Один раз проспал свою площадку, проснулся на Графской. Пришлось ночевать на заплеванном, провонявшем дезинфекцией и махорочным дымом вокзале; голодным, еле держась на ногах, ехать с утренним поездом в город, в училище, слушать скучные уроки, с тоской ждать, когда же это все кончится, чтобы наконец добраться до дома, зверем навалиться на еду, на лебедовые лепешки… Сейчас удивляешься, сколько же пятнадцатилетнему человеку отпущено силы, какая неутомимая живучесть теплится в изголодавшемся теле… В тот день, однако, на уроке физики я упал у доски.
Н. А. Сахаров, университетский профессор, преподававший у нас физику, побрызгал на меня из графина и сказал:
– Что это ты, друг мой, на ногах не держишься?
Из канцелярии прибежала секретарша Марья Львовна, дала мне понюхать пузыречек. Защипало в глазах, шибануло в затылок, голова сделалась легкая. Я оживел.
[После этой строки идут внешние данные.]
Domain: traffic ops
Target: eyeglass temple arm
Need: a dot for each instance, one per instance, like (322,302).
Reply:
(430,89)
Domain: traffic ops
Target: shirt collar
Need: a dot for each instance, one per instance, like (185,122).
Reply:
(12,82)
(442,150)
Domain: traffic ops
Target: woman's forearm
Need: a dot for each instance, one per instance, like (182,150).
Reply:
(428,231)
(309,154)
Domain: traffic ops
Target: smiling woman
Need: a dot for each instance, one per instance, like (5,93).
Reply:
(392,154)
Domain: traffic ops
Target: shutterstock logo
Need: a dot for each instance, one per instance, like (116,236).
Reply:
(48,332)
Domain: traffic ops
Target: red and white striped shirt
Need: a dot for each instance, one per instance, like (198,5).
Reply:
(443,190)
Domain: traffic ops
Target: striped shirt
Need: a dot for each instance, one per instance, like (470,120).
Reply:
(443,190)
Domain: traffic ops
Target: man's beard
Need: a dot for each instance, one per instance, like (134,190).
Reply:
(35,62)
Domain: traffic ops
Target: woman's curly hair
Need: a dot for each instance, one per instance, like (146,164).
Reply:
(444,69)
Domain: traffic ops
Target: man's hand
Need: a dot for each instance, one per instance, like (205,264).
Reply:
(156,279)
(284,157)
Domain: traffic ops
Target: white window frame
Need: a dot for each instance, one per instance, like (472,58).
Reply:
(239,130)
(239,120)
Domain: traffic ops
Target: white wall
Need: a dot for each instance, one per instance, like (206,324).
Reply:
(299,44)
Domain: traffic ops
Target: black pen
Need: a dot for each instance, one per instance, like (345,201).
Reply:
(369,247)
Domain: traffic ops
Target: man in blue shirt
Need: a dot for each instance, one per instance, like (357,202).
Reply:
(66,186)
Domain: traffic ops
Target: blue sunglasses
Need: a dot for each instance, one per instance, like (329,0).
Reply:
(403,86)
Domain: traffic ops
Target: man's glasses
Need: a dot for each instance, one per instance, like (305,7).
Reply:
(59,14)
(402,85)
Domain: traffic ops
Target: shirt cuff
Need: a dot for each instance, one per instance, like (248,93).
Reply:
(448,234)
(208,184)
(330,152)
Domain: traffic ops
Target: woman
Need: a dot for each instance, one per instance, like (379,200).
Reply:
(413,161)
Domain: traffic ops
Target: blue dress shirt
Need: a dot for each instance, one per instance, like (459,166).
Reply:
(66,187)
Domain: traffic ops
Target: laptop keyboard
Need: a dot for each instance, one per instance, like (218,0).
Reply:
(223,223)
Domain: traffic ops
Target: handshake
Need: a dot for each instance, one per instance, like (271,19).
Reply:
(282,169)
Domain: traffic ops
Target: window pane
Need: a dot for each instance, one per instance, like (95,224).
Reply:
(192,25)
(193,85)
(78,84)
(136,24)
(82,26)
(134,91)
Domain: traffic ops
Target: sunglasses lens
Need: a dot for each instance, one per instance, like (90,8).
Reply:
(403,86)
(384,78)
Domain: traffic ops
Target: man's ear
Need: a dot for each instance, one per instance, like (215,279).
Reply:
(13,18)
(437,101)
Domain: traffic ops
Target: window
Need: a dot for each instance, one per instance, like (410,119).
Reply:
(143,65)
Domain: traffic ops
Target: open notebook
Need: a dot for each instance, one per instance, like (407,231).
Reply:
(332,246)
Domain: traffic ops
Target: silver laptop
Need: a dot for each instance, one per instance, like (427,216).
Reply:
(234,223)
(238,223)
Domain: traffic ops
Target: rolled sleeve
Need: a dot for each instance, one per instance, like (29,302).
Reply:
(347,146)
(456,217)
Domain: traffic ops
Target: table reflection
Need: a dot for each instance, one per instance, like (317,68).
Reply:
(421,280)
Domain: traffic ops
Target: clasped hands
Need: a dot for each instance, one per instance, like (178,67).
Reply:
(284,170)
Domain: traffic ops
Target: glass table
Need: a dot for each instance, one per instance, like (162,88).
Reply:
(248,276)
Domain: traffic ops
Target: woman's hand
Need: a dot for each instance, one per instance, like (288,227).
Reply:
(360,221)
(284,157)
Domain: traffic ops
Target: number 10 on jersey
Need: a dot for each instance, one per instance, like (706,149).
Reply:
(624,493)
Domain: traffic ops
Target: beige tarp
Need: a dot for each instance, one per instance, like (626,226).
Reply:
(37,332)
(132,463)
Но прошел день-другой – и снова полумрак зрительного зала, и зеленый занавес, подсвеченный снизу яркими лампочками рампы, дивно, призрачно колеблется…
Над загородкой оркестровой ямы – черная, блестящая, лакированная голова Ридаля с лиловой бархоткой, обручем опоясывающей высокий белый лоб. Поворот к залу – три четверти – профиль, – взгляд нерусского черта – Кобольда, Мефистофеля. Взмах дирижерской палочки – и сухонькая, дробная старушка Наталия Вафиади гремит увертюру по желтым клавишам разбитого пианино. Набеленный, с синими пятнами под глазами, с горящей лампочкой на островерхом колпаке, Звездочет выглядывает из складок занавеса… И начинается Театр.
Начинается волшебство.
В этом крохотном театре, где бедновато, где ни золота, ни бархата, где декорации скромны, лаконичны, а в иных спектаклях их и вовсе нет, где старенькое пианино вместо оркестра, а актеры безвестны и молоды, чуть, может быть, старше меня, – в театре этом жило что-то такое, от чего голод забывался, из-за чего и холодные вагонные ночи без сна, и зимняя трудная дорога оказывались не в тягость.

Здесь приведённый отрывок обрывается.